AT cell coreceptor keeps T cells moving so that they are not overactivated, according to Helga Schneider, Christopher Rudd (University of Cambridge, UK), and colleagues. By not lingering too long, killer T cells might be at their most efficient.
Rudd's group recently found that this coreceptor, called CTLA-4, was needed for integrin activation. Integrins go hand-in-hand with cell migration, which the authors now show is increased by CTLA-4 engagement.
When T cells meet the right antigen-presenting cell (APC), they normally stop and interact with the APC to get activated. This stopping phase, the authors show, is limited by CTLA-4, which is found on all activated T cells and binds to ligands on the APC.

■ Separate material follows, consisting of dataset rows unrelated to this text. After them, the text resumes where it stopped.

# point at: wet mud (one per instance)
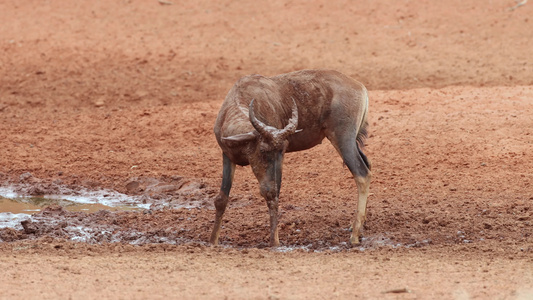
(116, 108)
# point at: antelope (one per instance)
(262, 118)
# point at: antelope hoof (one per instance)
(354, 240)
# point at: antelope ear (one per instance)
(244, 137)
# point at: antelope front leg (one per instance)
(273, 205)
(363, 184)
(268, 173)
(221, 201)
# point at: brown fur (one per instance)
(329, 104)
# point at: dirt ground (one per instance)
(123, 95)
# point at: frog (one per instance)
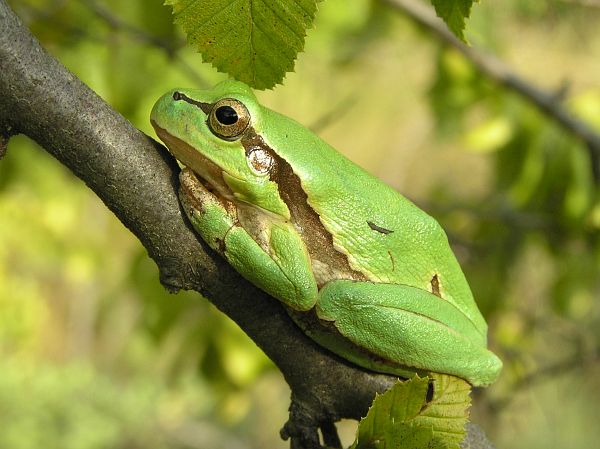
(362, 270)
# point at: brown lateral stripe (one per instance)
(317, 239)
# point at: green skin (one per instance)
(360, 268)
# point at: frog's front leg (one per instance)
(408, 327)
(279, 264)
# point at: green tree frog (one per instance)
(361, 269)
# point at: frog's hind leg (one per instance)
(407, 326)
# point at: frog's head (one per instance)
(216, 133)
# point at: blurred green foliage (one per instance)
(94, 353)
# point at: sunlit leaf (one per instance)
(403, 417)
(255, 41)
(454, 13)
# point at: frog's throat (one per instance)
(209, 173)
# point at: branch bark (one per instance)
(137, 180)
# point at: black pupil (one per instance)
(226, 115)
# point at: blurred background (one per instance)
(95, 354)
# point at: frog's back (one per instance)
(382, 234)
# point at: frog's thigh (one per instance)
(408, 326)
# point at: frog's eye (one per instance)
(228, 118)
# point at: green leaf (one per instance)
(454, 13)
(403, 418)
(254, 41)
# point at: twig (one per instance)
(492, 67)
(167, 46)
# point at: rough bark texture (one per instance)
(137, 180)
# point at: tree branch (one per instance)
(548, 103)
(137, 180)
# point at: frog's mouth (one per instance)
(209, 174)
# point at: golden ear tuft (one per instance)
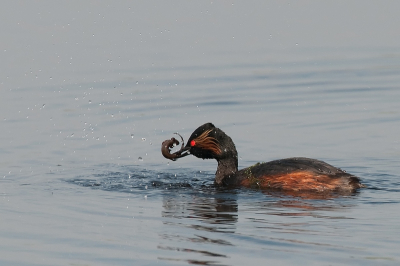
(204, 141)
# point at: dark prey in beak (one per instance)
(168, 144)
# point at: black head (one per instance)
(210, 142)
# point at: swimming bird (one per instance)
(294, 174)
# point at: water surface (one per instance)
(83, 181)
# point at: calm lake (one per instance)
(84, 113)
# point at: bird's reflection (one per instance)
(209, 219)
(216, 212)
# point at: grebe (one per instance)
(295, 174)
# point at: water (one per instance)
(83, 181)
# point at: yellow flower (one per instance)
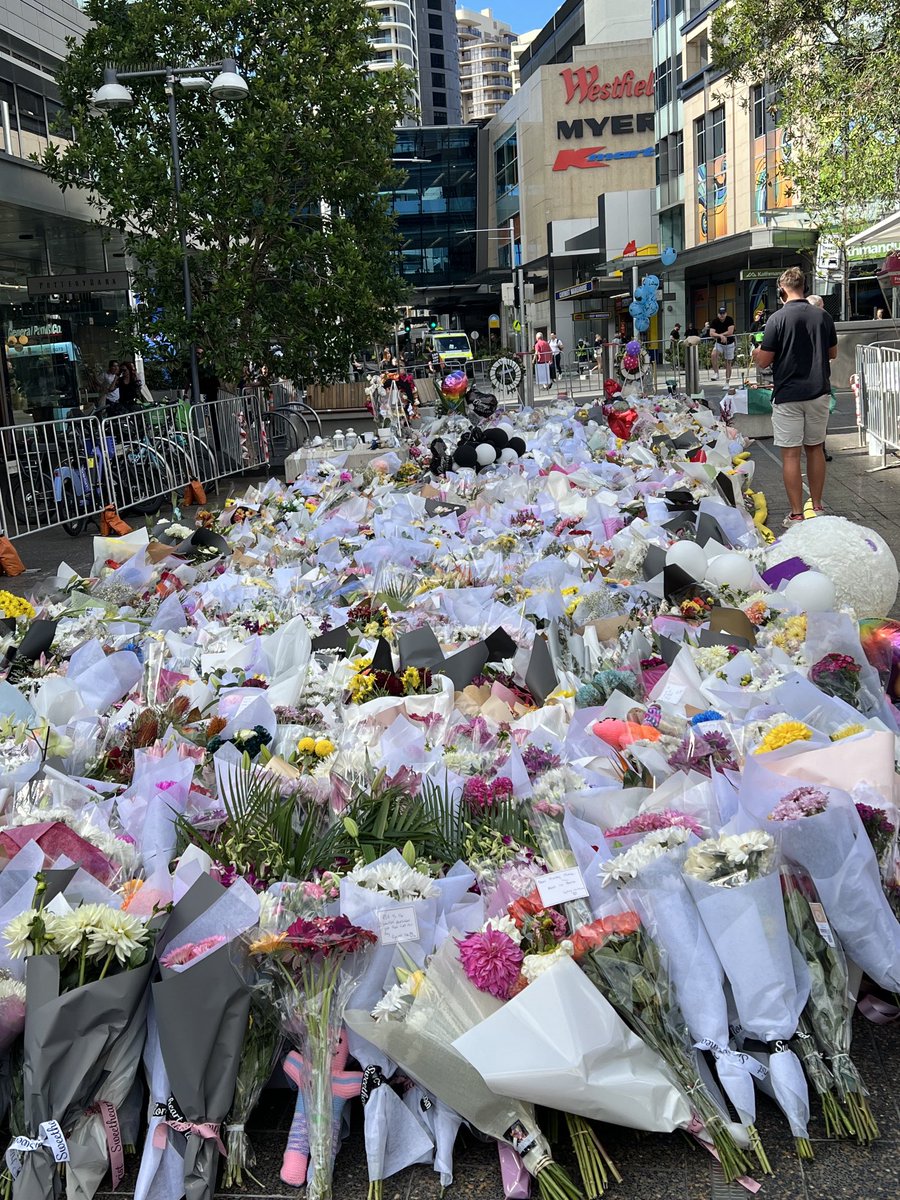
(268, 943)
(784, 736)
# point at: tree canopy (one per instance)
(832, 66)
(293, 253)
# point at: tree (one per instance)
(293, 251)
(832, 67)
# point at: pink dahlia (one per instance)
(492, 961)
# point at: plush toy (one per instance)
(345, 1086)
(857, 559)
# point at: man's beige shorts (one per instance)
(801, 423)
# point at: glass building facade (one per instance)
(436, 207)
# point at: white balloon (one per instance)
(810, 592)
(731, 569)
(690, 557)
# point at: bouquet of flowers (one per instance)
(87, 976)
(736, 886)
(651, 871)
(311, 969)
(825, 1027)
(837, 675)
(624, 964)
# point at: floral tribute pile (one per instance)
(521, 799)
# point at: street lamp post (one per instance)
(226, 84)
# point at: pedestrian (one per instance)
(721, 329)
(598, 354)
(543, 361)
(556, 349)
(799, 345)
(109, 384)
(819, 303)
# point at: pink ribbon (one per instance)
(114, 1139)
(880, 1012)
(694, 1128)
(202, 1129)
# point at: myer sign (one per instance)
(583, 85)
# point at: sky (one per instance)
(521, 15)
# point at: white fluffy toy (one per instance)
(857, 559)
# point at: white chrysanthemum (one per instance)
(534, 965)
(19, 934)
(76, 927)
(394, 1002)
(119, 933)
(631, 862)
(396, 880)
(504, 924)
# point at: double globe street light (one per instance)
(225, 85)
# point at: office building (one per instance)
(54, 339)
(485, 63)
(573, 167)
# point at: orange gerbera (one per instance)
(595, 934)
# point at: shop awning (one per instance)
(885, 231)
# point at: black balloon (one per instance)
(498, 439)
(466, 455)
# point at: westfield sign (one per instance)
(583, 84)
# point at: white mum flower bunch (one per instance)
(396, 880)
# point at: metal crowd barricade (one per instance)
(53, 474)
(233, 436)
(879, 403)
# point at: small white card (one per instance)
(399, 925)
(821, 921)
(672, 694)
(558, 887)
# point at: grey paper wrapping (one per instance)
(67, 1039)
(202, 1015)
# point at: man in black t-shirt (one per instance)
(723, 333)
(799, 343)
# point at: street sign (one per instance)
(577, 289)
(89, 281)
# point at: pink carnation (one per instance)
(185, 954)
(646, 822)
(492, 961)
(802, 802)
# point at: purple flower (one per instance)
(491, 961)
(802, 802)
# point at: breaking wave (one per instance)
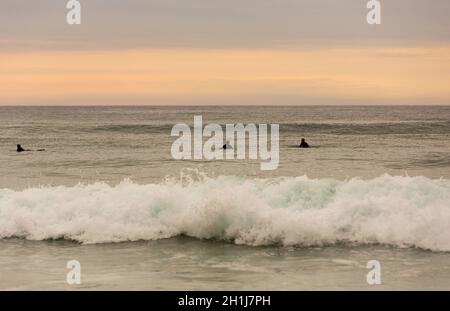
(397, 211)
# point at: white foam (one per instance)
(398, 211)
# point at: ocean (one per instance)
(106, 192)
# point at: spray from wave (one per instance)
(397, 211)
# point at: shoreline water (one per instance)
(189, 264)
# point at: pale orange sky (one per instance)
(216, 52)
(234, 76)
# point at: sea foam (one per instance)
(397, 211)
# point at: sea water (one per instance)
(374, 186)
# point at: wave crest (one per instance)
(398, 211)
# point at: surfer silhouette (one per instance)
(227, 146)
(303, 144)
(20, 149)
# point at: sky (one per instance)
(211, 52)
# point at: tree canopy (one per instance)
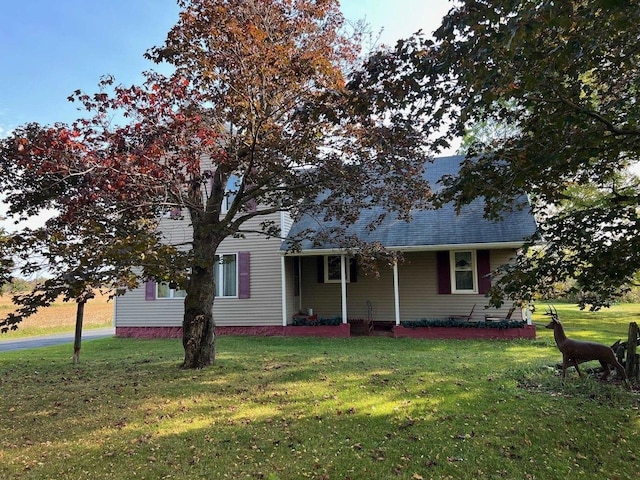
(266, 94)
(563, 77)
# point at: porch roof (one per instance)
(433, 229)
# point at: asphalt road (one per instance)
(48, 340)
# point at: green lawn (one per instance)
(295, 408)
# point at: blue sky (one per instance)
(49, 48)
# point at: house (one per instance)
(261, 286)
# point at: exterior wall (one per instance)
(264, 306)
(418, 284)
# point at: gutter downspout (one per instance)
(343, 285)
(396, 292)
(283, 288)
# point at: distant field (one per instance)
(60, 317)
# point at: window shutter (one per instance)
(484, 271)
(353, 270)
(444, 272)
(244, 280)
(320, 269)
(150, 290)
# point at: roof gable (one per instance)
(432, 228)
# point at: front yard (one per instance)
(290, 408)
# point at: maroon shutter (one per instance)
(353, 270)
(150, 290)
(244, 280)
(484, 271)
(320, 269)
(444, 272)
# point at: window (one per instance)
(230, 192)
(332, 269)
(169, 290)
(463, 272)
(225, 275)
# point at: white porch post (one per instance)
(396, 291)
(283, 288)
(343, 285)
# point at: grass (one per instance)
(294, 408)
(59, 317)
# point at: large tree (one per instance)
(565, 78)
(260, 97)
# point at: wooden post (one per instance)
(631, 367)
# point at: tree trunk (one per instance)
(632, 345)
(78, 337)
(198, 326)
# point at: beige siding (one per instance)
(262, 308)
(418, 287)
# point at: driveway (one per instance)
(48, 340)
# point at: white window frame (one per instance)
(473, 268)
(219, 275)
(326, 269)
(174, 293)
(229, 193)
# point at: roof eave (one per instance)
(414, 248)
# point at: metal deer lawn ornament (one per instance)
(577, 351)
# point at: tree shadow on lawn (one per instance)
(382, 408)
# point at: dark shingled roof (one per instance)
(430, 228)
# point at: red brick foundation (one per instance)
(338, 331)
(528, 332)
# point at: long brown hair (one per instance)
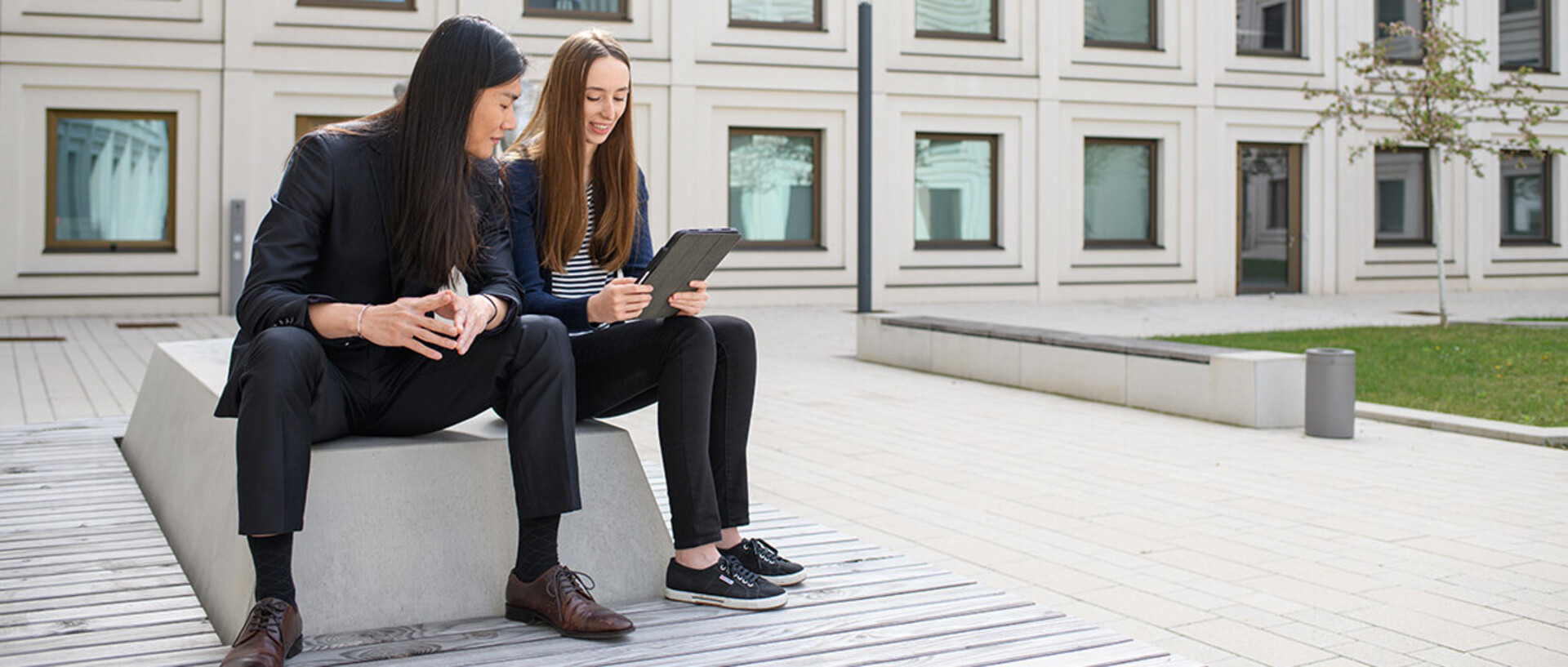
(433, 220)
(554, 140)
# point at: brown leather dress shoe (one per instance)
(272, 633)
(559, 598)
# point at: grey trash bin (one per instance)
(1330, 392)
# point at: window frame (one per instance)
(1421, 46)
(1153, 240)
(1295, 38)
(1426, 191)
(52, 189)
(399, 5)
(1155, 33)
(1547, 42)
(543, 13)
(968, 245)
(993, 37)
(1548, 215)
(814, 243)
(813, 25)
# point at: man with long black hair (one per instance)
(376, 225)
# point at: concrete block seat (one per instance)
(1222, 384)
(397, 530)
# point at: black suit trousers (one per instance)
(703, 373)
(296, 390)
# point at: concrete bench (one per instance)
(397, 530)
(1222, 384)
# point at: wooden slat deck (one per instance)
(87, 578)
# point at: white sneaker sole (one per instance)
(786, 580)
(728, 603)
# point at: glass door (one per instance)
(1269, 218)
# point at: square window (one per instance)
(407, 5)
(1269, 27)
(1402, 194)
(792, 15)
(956, 19)
(110, 180)
(1120, 24)
(1120, 193)
(773, 194)
(956, 190)
(613, 10)
(1525, 35)
(1402, 49)
(1526, 198)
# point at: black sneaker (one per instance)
(765, 561)
(726, 585)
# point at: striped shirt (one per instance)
(582, 276)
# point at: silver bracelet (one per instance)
(494, 309)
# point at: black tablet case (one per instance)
(690, 254)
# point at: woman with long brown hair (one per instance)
(579, 220)
(376, 225)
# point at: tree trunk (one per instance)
(1433, 170)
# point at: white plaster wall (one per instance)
(237, 73)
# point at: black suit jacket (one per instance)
(325, 240)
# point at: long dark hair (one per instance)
(554, 140)
(433, 220)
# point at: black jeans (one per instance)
(296, 390)
(703, 373)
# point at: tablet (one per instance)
(690, 256)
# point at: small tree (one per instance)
(1435, 104)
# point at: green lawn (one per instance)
(1493, 371)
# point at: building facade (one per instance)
(1022, 149)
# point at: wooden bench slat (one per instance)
(124, 641)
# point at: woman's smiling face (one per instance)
(604, 97)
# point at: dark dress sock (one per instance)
(274, 559)
(537, 544)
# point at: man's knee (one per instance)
(733, 332)
(284, 349)
(684, 332)
(543, 339)
(541, 331)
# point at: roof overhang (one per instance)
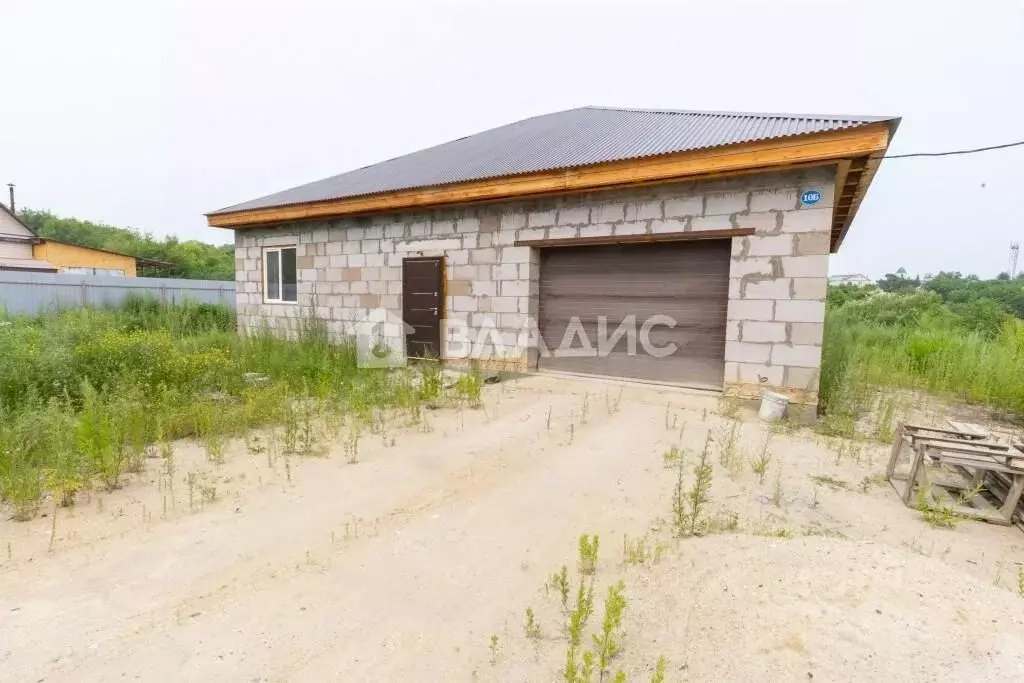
(855, 153)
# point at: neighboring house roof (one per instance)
(8, 216)
(138, 259)
(564, 139)
(586, 150)
(34, 264)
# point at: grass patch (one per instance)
(86, 393)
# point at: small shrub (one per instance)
(588, 554)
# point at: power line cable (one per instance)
(955, 152)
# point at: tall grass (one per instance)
(84, 392)
(914, 341)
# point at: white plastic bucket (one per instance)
(772, 407)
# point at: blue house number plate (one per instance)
(811, 197)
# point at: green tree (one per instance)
(192, 259)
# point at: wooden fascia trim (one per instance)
(736, 159)
(637, 239)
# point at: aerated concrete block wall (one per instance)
(778, 276)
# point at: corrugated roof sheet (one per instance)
(564, 139)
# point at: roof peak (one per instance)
(723, 113)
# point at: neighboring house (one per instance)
(852, 279)
(561, 226)
(16, 243)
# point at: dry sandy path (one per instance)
(401, 566)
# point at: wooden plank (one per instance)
(637, 239)
(818, 148)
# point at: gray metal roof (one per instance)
(564, 139)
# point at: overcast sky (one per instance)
(150, 114)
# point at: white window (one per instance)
(280, 282)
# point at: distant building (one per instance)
(852, 279)
(16, 245)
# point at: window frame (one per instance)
(281, 274)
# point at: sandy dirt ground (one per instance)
(403, 565)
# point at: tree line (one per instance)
(189, 258)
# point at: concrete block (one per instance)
(514, 288)
(610, 212)
(541, 218)
(755, 265)
(725, 203)
(513, 221)
(643, 211)
(810, 288)
(802, 378)
(680, 207)
(459, 288)
(489, 223)
(464, 303)
(428, 245)
(502, 239)
(757, 331)
(761, 374)
(805, 266)
(483, 256)
(800, 311)
(504, 304)
(743, 352)
(515, 255)
(777, 288)
(798, 355)
(483, 288)
(505, 271)
(769, 245)
(597, 230)
(807, 333)
(563, 232)
(731, 372)
(807, 220)
(774, 200)
(631, 228)
(441, 227)
(573, 216)
(810, 244)
(715, 222)
(751, 310)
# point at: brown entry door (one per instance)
(421, 306)
(687, 283)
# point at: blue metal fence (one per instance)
(30, 293)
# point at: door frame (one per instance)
(441, 304)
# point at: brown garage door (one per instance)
(685, 282)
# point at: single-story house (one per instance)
(16, 243)
(682, 247)
(22, 249)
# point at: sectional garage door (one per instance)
(588, 292)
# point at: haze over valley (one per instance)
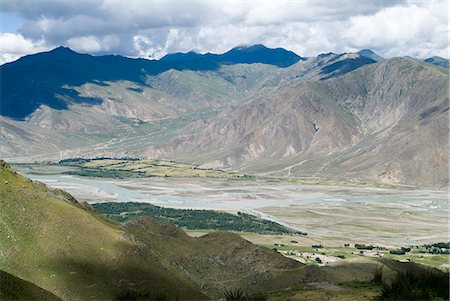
(241, 150)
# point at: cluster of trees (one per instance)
(438, 248)
(364, 247)
(401, 251)
(106, 173)
(194, 219)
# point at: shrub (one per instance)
(417, 285)
(378, 275)
(236, 294)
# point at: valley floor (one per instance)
(331, 215)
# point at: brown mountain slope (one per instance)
(385, 122)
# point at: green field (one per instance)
(193, 219)
(132, 167)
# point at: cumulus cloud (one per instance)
(13, 46)
(153, 28)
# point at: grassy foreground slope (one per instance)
(13, 288)
(74, 253)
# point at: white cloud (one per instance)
(154, 28)
(13, 46)
(93, 44)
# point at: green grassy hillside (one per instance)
(51, 243)
(74, 253)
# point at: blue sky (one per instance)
(152, 28)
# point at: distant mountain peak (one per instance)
(62, 49)
(438, 61)
(368, 53)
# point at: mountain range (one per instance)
(351, 116)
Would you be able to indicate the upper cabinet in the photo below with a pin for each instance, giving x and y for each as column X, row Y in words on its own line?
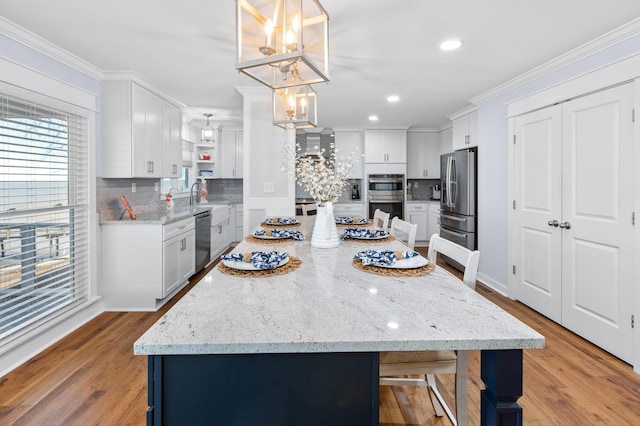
column 349, row 144
column 423, row 156
column 231, row 154
column 140, row 133
column 465, row 131
column 385, row 146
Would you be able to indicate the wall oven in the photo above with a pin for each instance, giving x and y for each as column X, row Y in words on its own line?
column 386, row 192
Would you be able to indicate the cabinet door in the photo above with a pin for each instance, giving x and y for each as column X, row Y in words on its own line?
column 239, row 150
column 433, row 217
column 171, row 261
column 460, row 128
column 431, row 157
column 230, row 152
column 419, row 218
column 349, row 144
column 416, row 147
column 375, row 146
column 146, row 120
column 188, row 255
column 171, row 141
column 396, row 146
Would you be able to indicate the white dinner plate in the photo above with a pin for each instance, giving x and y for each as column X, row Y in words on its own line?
column 270, row 221
column 268, row 237
column 409, row 263
column 248, row 266
column 371, row 237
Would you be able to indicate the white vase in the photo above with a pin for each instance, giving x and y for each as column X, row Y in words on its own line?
column 325, row 231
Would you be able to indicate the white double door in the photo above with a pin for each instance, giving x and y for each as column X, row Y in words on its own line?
column 573, row 236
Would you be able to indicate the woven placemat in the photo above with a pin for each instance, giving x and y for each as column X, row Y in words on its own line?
column 290, row 225
column 354, row 225
column 370, row 241
column 414, row 272
column 250, row 238
column 291, row 265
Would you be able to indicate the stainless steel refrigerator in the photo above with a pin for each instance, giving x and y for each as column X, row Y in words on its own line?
column 458, row 204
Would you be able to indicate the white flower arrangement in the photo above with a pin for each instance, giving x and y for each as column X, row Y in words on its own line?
column 323, row 177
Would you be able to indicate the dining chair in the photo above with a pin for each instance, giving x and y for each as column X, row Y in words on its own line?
column 409, row 229
column 429, row 363
column 381, row 219
column 306, row 208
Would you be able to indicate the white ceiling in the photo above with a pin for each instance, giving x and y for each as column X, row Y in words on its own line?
column 377, row 48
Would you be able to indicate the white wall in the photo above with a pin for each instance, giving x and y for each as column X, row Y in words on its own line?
column 492, row 158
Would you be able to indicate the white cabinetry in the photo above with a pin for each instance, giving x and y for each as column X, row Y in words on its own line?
column 136, row 140
column 465, row 131
column 423, row 157
column 385, row 146
column 178, row 254
column 349, row 209
column 239, row 222
column 349, row 144
column 220, row 230
column 231, row 150
column 417, row 214
column 171, row 161
column 433, row 219
column 206, row 166
column 143, row 264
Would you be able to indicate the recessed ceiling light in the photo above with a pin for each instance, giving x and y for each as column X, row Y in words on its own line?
column 451, row 45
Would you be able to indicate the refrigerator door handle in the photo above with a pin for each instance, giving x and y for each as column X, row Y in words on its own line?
column 448, row 180
column 457, row 234
column 457, row 219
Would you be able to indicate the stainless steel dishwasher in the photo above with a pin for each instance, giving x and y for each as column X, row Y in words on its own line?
column 203, row 239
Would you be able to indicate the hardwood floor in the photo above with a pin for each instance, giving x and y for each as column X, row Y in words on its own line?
column 91, row 377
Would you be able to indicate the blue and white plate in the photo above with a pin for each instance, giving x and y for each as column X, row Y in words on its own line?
column 350, row 220
column 260, row 260
column 281, row 221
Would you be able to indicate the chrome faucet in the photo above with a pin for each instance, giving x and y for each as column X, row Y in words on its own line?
column 196, row 183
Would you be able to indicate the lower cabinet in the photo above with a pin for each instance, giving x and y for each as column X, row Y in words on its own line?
column 220, row 230
column 143, row 264
column 417, row 214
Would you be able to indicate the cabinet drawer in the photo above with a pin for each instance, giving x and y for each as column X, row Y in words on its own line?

By restricting the interaction time, CTLA-4 may prevent responses to low-affinity self-antigens that cause autoimmunity. This idea is supported by the severe autoimmunity found in mice lacking CTLA-4. Rudd suspects that their T cells “park next to an APC for so long that they start accumulating signals against self-antigens.”
The anti–stop signal might have been designed to make cytotoxic T cells more efficient in killing infected or cancerous cells. It might also explain why anti–CTLA-4 antibodies succeed as cancer therapies, if they act as ligand mimics. “The release of [cytotoxic] granzymes is relatively quick,” says Rudd. “The T cell can kill the tumor target cell and not stick around any longer than it needs to, take off again and encounter another target.”